OK, this is a pretty ridiculous hypothetical, but entertain me.

It's not easy to wait calmly

The next and the most obvious thing you do is pull out your phone and call up your shoe guy (as you do) who says he can have a pair of sneakers and burn-relief ointment airdropped to your location via helicopter but...it’s going to take 24-48 hours to arrive. Do you still think it sounds easy to calmly wait in place for the help you need? Because that’s kind of how it feels.

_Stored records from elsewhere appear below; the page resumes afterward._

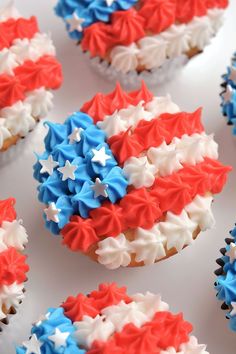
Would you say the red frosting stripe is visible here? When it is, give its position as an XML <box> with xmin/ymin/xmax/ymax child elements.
<box><xmin>0</xmin><ymin>16</ymin><xmax>39</xmax><ymax>50</ymax></box>
<box><xmin>0</xmin><ymin>247</ymin><xmax>29</xmax><ymax>285</ymax></box>
<box><xmin>0</xmin><ymin>198</ymin><xmax>16</xmax><ymax>226</ymax></box>
<box><xmin>0</xmin><ymin>55</ymin><xmax>62</xmax><ymax>108</ymax></box>
<box><xmin>80</xmin><ymin>82</ymin><xmax>153</xmax><ymax>123</ymax></box>
<box><xmin>62</xmin><ymin>158</ymin><xmax>231</xmax><ymax>243</ymax></box>
<box><xmin>88</xmin><ymin>312</ymin><xmax>193</xmax><ymax>354</ymax></box>
<box><xmin>108</xmin><ymin>108</ymin><xmax>204</xmax><ymax>164</ymax></box>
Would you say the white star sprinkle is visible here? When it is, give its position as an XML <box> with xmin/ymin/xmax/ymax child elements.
<box><xmin>91</xmin><ymin>178</ymin><xmax>108</xmax><ymax>198</ymax></box>
<box><xmin>48</xmin><ymin>328</ymin><xmax>70</xmax><ymax>349</ymax></box>
<box><xmin>39</xmin><ymin>155</ymin><xmax>58</xmax><ymax>176</ymax></box>
<box><xmin>58</xmin><ymin>160</ymin><xmax>78</xmax><ymax>181</ymax></box>
<box><xmin>230</xmin><ymin>302</ymin><xmax>236</xmax><ymax>316</ymax></box>
<box><xmin>22</xmin><ymin>334</ymin><xmax>43</xmax><ymax>354</ymax></box>
<box><xmin>66</xmin><ymin>12</ymin><xmax>85</xmax><ymax>32</ymax></box>
<box><xmin>226</xmin><ymin>242</ymin><xmax>236</xmax><ymax>263</ymax></box>
<box><xmin>68</xmin><ymin>128</ymin><xmax>84</xmax><ymax>144</ymax></box>
<box><xmin>33</xmin><ymin>312</ymin><xmax>50</xmax><ymax>327</ymax></box>
<box><xmin>229</xmin><ymin>66</ymin><xmax>236</xmax><ymax>82</ymax></box>
<box><xmin>92</xmin><ymin>146</ymin><xmax>111</xmax><ymax>167</ymax></box>
<box><xmin>44</xmin><ymin>203</ymin><xmax>61</xmax><ymax>224</ymax></box>
<box><xmin>222</xmin><ymin>85</ymin><xmax>234</xmax><ymax>103</ymax></box>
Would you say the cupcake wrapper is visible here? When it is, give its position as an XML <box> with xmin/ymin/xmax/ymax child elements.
<box><xmin>85</xmin><ymin>53</ymin><xmax>189</xmax><ymax>88</ymax></box>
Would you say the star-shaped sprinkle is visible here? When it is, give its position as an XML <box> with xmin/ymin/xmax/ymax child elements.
<box><xmin>66</xmin><ymin>12</ymin><xmax>85</xmax><ymax>32</ymax></box>
<box><xmin>92</xmin><ymin>146</ymin><xmax>111</xmax><ymax>167</ymax></box>
<box><xmin>226</xmin><ymin>242</ymin><xmax>236</xmax><ymax>263</ymax></box>
<box><xmin>58</xmin><ymin>160</ymin><xmax>78</xmax><ymax>181</ymax></box>
<box><xmin>91</xmin><ymin>178</ymin><xmax>108</xmax><ymax>198</ymax></box>
<box><xmin>48</xmin><ymin>328</ymin><xmax>70</xmax><ymax>349</ymax></box>
<box><xmin>68</xmin><ymin>128</ymin><xmax>84</xmax><ymax>144</ymax></box>
<box><xmin>33</xmin><ymin>312</ymin><xmax>50</xmax><ymax>327</ymax></box>
<box><xmin>222</xmin><ymin>85</ymin><xmax>234</xmax><ymax>103</ymax></box>
<box><xmin>44</xmin><ymin>203</ymin><xmax>61</xmax><ymax>224</ymax></box>
<box><xmin>39</xmin><ymin>155</ymin><xmax>58</xmax><ymax>175</ymax></box>
<box><xmin>22</xmin><ymin>334</ymin><xmax>43</xmax><ymax>354</ymax></box>
<box><xmin>229</xmin><ymin>66</ymin><xmax>236</xmax><ymax>82</ymax></box>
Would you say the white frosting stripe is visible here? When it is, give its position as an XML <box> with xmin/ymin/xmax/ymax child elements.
<box><xmin>96</xmin><ymin>195</ymin><xmax>215</xmax><ymax>269</ymax></box>
<box><xmin>97</xmin><ymin>95</ymin><xmax>180</xmax><ymax>138</ymax></box>
<box><xmin>110</xmin><ymin>8</ymin><xmax>224</xmax><ymax>73</ymax></box>
<box><xmin>74</xmin><ymin>292</ymin><xmax>169</xmax><ymax>349</ymax></box>
<box><xmin>123</xmin><ymin>133</ymin><xmax>218</xmax><ymax>188</ymax></box>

I had no choice but to exercise my patience

Well, eventually, I had no other choice but to learn to endure this MS-related frustration and just be patient. Because what other options did I have? So even though I was already patient to begin with, I gradually improved this monotonous life-skill. I became even better at putting up with all kinds of crap of the uncontrollable variety.

But I am not patient with myself

Unfortunately, my well-exercised patience doesn’t seem to extend to myself. Or is it my MS? No, it’s me...well, no... it’s my MS. OK, let me explain. Yes, I find it remarkably frustrating to receive a letter in the mail informing me that, for the second time, my insurance is denying my appeal regarding prescription coverage. However, I’ve come to accept that this is just “part of the game.” I just got to take a deep breath and try again. That, I can handle.

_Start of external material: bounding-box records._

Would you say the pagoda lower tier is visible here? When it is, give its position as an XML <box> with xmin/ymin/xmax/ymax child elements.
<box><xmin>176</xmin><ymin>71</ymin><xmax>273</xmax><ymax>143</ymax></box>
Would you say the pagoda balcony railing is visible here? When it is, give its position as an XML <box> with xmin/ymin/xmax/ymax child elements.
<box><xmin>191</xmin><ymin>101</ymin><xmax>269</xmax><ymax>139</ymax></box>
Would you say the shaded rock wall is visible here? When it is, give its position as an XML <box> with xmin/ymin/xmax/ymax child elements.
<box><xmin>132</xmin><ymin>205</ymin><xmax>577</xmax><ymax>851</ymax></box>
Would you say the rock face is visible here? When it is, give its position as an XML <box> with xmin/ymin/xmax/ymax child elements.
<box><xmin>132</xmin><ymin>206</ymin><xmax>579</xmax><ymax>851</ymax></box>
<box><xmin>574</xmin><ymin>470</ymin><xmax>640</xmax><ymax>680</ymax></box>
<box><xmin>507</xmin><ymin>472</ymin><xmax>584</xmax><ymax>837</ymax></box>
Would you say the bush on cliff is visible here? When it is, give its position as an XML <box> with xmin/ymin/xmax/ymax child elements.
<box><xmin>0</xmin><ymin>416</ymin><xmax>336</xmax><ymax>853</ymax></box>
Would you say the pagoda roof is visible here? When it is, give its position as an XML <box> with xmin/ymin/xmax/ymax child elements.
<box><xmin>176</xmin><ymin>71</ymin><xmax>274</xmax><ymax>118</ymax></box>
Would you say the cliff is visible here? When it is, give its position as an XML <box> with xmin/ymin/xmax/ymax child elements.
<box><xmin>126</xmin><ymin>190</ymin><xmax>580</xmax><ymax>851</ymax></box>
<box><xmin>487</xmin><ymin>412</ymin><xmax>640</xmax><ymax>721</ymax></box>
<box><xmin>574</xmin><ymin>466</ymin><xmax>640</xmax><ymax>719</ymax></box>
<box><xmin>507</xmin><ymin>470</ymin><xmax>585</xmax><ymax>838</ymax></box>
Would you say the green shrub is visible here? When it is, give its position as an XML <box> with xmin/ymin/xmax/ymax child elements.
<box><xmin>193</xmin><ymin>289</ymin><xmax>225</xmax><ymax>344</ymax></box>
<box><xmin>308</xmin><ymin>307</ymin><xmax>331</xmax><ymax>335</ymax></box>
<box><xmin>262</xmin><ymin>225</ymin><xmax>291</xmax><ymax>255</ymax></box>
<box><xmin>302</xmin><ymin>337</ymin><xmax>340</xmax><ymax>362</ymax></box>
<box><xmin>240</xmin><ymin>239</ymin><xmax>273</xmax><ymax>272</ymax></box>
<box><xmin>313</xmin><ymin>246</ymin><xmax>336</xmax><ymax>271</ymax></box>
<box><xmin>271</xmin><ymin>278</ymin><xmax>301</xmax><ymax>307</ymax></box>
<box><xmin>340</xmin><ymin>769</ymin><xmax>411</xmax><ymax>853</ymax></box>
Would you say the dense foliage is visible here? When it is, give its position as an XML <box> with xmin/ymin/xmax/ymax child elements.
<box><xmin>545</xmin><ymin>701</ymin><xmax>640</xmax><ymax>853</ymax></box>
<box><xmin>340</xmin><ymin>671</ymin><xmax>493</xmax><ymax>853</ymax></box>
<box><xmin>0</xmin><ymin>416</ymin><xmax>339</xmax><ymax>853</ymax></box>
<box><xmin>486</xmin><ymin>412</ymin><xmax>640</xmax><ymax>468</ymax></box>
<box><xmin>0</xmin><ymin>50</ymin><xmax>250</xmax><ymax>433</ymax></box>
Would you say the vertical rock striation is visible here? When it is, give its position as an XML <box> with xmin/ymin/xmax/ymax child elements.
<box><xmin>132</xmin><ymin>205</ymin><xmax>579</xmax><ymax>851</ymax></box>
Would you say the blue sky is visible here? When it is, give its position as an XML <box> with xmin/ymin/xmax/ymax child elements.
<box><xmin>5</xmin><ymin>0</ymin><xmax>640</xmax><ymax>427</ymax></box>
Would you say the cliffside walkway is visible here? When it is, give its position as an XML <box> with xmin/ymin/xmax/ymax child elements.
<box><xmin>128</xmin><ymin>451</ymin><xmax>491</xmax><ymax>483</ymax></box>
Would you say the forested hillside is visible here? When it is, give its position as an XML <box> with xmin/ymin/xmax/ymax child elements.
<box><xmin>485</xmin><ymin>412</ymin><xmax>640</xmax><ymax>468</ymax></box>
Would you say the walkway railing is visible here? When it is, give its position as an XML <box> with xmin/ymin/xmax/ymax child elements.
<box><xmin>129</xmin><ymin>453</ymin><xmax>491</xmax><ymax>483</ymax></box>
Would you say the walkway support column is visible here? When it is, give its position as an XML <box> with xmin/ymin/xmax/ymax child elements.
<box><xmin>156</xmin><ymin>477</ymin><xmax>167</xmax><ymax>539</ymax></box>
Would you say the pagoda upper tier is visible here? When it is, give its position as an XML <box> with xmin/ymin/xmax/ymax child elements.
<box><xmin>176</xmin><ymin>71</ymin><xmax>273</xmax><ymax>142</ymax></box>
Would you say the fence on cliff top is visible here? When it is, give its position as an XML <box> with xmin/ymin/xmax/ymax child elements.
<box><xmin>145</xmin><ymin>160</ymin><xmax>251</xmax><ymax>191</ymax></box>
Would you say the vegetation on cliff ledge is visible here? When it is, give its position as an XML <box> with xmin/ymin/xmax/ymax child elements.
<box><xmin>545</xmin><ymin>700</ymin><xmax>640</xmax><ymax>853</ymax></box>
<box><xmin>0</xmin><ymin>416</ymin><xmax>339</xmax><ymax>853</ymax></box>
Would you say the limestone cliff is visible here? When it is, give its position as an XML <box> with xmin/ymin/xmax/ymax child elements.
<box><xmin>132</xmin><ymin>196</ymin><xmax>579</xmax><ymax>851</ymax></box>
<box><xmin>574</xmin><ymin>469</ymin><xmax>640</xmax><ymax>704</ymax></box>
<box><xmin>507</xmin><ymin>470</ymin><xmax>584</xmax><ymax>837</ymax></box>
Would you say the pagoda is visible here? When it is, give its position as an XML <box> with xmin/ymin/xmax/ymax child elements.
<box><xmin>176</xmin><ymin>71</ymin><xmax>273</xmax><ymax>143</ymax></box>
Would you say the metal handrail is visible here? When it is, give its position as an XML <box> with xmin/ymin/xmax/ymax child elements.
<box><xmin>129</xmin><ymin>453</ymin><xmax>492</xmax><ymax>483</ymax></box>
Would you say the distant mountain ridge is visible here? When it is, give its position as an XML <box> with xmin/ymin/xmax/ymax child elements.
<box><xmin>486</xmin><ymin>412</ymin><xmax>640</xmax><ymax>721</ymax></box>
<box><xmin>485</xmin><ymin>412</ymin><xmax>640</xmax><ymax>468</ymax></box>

Surpassing the limit of my patience

But let me try to depict a situation in which I have, on more than one occasion, totally lost my cool. A situation that sometimes feels like no amount of patience could possibly allow me to respond proportionately.

It’s 6:30 in the morning, and I just finished brushing my teeth. I set my electric toothbrush on its little stand, and I reach for the small white cap to the tube of toothpaste I just used. I pinch it between my thumb and index finger, and a small part of my brain, for a very brief moment, experiences the feeling of success that you get when you finally grab a stuffed animal in the claw machine at the bowling alley.

“Yes! Got it!”

But you know what’s next...

A stupidly simple trigger

After successfully clasping my fingers around my “prize” like a boss, I start to lift it off the counter towards its home at the end of an unsealed tube of toothpaste and... I drop it. As I watch it fall in slow motion back towards the counter, I wonder how I could have possibly dropped it. I had such a firm grasp!

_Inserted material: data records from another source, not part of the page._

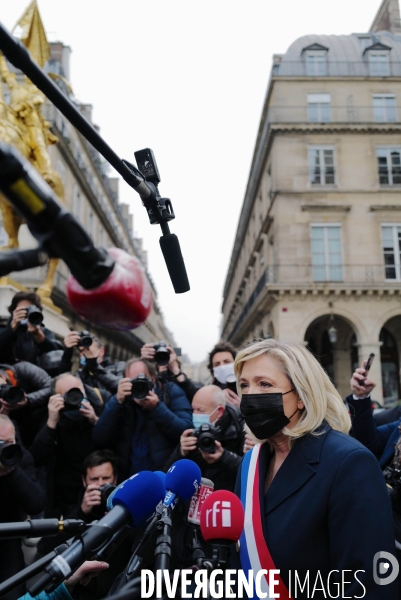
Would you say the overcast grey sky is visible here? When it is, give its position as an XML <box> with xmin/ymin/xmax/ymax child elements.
<box><xmin>0</xmin><ymin>0</ymin><xmax>380</xmax><ymax>361</ymax></box>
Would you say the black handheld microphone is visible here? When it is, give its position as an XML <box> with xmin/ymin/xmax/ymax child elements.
<box><xmin>29</xmin><ymin>471</ymin><xmax>165</xmax><ymax>597</ymax></box>
<box><xmin>0</xmin><ymin>142</ymin><xmax>115</xmax><ymax>289</ymax></box>
<box><xmin>159</xmin><ymin>233</ymin><xmax>190</xmax><ymax>294</ymax></box>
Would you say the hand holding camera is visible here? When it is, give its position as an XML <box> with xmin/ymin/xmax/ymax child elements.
<box><xmin>134</xmin><ymin>391</ymin><xmax>160</xmax><ymax>410</ymax></box>
<box><xmin>116</xmin><ymin>377</ymin><xmax>132</xmax><ymax>404</ymax></box>
<box><xmin>47</xmin><ymin>394</ymin><xmax>65</xmax><ymax>429</ymax></box>
<box><xmin>0</xmin><ymin>440</ymin><xmax>23</xmax><ymax>476</ymax></box>
<box><xmin>79</xmin><ymin>399</ymin><xmax>99</xmax><ymax>425</ymax></box>
<box><xmin>351</xmin><ymin>359</ymin><xmax>376</xmax><ymax>398</ymax></box>
<box><xmin>0</xmin><ymin>379</ymin><xmax>28</xmax><ymax>414</ymax></box>
<box><xmin>64</xmin><ymin>331</ymin><xmax>81</xmax><ymax>348</ymax></box>
<box><xmin>180</xmin><ymin>429</ymin><xmax>198</xmax><ymax>456</ymax></box>
<box><xmin>81</xmin><ymin>484</ymin><xmax>102</xmax><ymax>515</ymax></box>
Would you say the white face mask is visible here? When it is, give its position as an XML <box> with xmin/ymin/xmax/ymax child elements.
<box><xmin>213</xmin><ymin>363</ymin><xmax>235</xmax><ymax>384</ymax></box>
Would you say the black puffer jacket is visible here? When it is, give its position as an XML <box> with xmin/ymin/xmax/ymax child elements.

“Ugh, this hand is obviously rigged…”

Well, no big deal, it’s not like I don’t get another try, right? But then, still in slow motion, the cap makes contact with the counter, starts bouncing around a few times, and despite my best attempt to summon my pre-MS ninja skills, falls off the edge of the counter and into the little trashcan I keep in my bathroom.

Immediate frustration

Queue the audio clip of the dad from “a Christmas Story” shouting fake obscenities at the broken furnace in the basement: gerd-fergin-smit-fratten housestickle-rankin-flopper fingers!

It’s not you, it’s me...wait, no, it IS you

Rationally, I know that small, little things like that, making a mess when eating, or repeatedly failing to place a screw on the tip of a screwdriver (even though it’s magnetic) aren’t my fault. MS has done a lot of damage to my fine-motor skills and dexterity. So obviously, MS is to blame for these little mishaps, not me.

Before MS vs. after MS

So, I know I shouldn’t get so frustrated at myself. I know I shouldn’t feel like I’m struggling to do something because I apparently suck at it... because I know I don’t. I mean, before MS? I was freakin' amazing when it came to picking up toothpaste caps and screwing them back onto their tubes! But thanks to MS? Those days look to be a thing of the past.

I just can’t help getting frustrated at my clumsiness

I’m so clumsy now! And I get so frustrated with myself! Frustrated that I can’t do such simple things. Even though I know this is because of my MS and not me, I can’t help it. It’s such a regular thing for me to find myself cursing my own hands.

What about you? Is it just me?

Do you ever find yourself getting angry at your clumsiness despite knowing that MS is to blame and not you? What tips do you have for anyone feeling overwhelmed by not being able to physically do what they once could? For being so MS-clumsy? Share below!